The Merediths were awakened the next morning by sounds which told of the movements of troops, and all day long the regiments were marching to the river, and as fast as they could be ferried, were transferred to the Jersey side, the townspeople who, by choice or necessity, were left behind being helpless spectators meanwhile. Once again the streets of Philadelphia assumed the appearance of almost absolute desertion; for as the sun went down the prudent-minded retired within doors, taking good heed to bar shutters and bolt doors, and the precaution was well, for all night long men might be seen prowling about the streets,—jail-birds, British deserters, and other desperadoes, tempted by hope of plunder.
Fearful for their own safety, Mrs. Meredith and Janice failed not to use every means at hand to guard it, not merely closing and securing, so far as they were able, every possible entrance to the house, but as dark came on, their fear led them to ascend to the garret by a ladder through a trap, and drawing this up, they closed the entrance. Here they sat crouched on the bare boards, holding each other, for what seemed to them immeasurable hours; and such was the intensity of the nervous anxiety of waiting that it was scarcely added to, when, toward daybreak, both thought they detected the tread of stealthy footsteps through the rooms below. Of this they presently had assurance, for when the pound of horses’ hoofs was heard outside, the intruders, whoever they might be, were heard to run through the hall and down the stairs with a haste which proved to the miserable women that more than they had cause for fear.
Hardly had this sound died away when a loud banging on the front door reached even their ears, and after several repetitions new fear was given them by the crashing of wood and splintering of glass, which told that some one had broken in a shutter and window to effect an entrance. Once again footsteps on the stairs were heard, and a man rushed into the room underneath them and came to a halt.
“Do you find them?” he shouted to some companion, whose answer could not be heard. “What ho!” he went on in stentorian voice. Is there any one in this house who can give me word of a family of Merediths?”
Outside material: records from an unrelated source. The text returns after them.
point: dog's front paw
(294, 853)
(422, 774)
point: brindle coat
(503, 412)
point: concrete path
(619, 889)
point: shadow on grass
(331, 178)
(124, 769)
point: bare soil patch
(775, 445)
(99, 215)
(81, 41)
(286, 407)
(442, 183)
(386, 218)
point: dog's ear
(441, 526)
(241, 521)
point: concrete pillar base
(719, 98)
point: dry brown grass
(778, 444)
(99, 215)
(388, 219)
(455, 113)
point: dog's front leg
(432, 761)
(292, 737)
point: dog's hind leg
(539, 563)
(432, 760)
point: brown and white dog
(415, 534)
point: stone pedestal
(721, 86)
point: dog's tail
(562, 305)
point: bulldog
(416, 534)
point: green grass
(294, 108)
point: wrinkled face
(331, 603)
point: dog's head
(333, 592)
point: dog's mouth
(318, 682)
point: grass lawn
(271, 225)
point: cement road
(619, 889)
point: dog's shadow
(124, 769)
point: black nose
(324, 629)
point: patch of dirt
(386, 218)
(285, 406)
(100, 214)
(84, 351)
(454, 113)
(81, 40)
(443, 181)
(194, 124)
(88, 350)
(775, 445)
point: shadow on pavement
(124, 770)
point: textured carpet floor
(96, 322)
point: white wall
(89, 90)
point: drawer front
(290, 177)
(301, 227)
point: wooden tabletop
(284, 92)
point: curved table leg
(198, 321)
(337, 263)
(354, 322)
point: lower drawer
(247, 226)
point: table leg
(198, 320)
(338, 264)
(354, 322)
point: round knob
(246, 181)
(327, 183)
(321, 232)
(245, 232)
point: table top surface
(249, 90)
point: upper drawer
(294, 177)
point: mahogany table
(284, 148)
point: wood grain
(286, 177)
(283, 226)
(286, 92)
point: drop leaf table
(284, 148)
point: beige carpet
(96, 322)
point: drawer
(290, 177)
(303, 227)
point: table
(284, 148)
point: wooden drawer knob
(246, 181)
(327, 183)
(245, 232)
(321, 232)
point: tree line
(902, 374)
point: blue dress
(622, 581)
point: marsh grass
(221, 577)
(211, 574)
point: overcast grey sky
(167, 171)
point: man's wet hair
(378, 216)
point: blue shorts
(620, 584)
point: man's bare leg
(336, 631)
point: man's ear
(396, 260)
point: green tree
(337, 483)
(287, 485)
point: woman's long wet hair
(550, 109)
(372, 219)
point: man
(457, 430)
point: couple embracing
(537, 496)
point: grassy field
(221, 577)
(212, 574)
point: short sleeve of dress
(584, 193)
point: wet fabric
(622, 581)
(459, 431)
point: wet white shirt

Janice reached forward and raised the trap, but her mother caught her arm away, and the door fell with a bang.
“’T is all right, mommy,” the girl protested. “Didst not hear the jingle of his spurs? ’T is surely an officer, and we need not fear any such.”
Even as she spoke the trap was raised by a sabre from below. “Who ’s above?” the man demanded, and as Janice leaned forward and peeked through the opening, he went on, “I seek—” There he uncovered. “Ah, Miss Meredith, dark as it is above, I could pick you from a thousand by Colonel Brereton’s description. I was beginning to fear some misfortune had overtaken you. I am Captain McLane of the light horse. You can descend without fear.”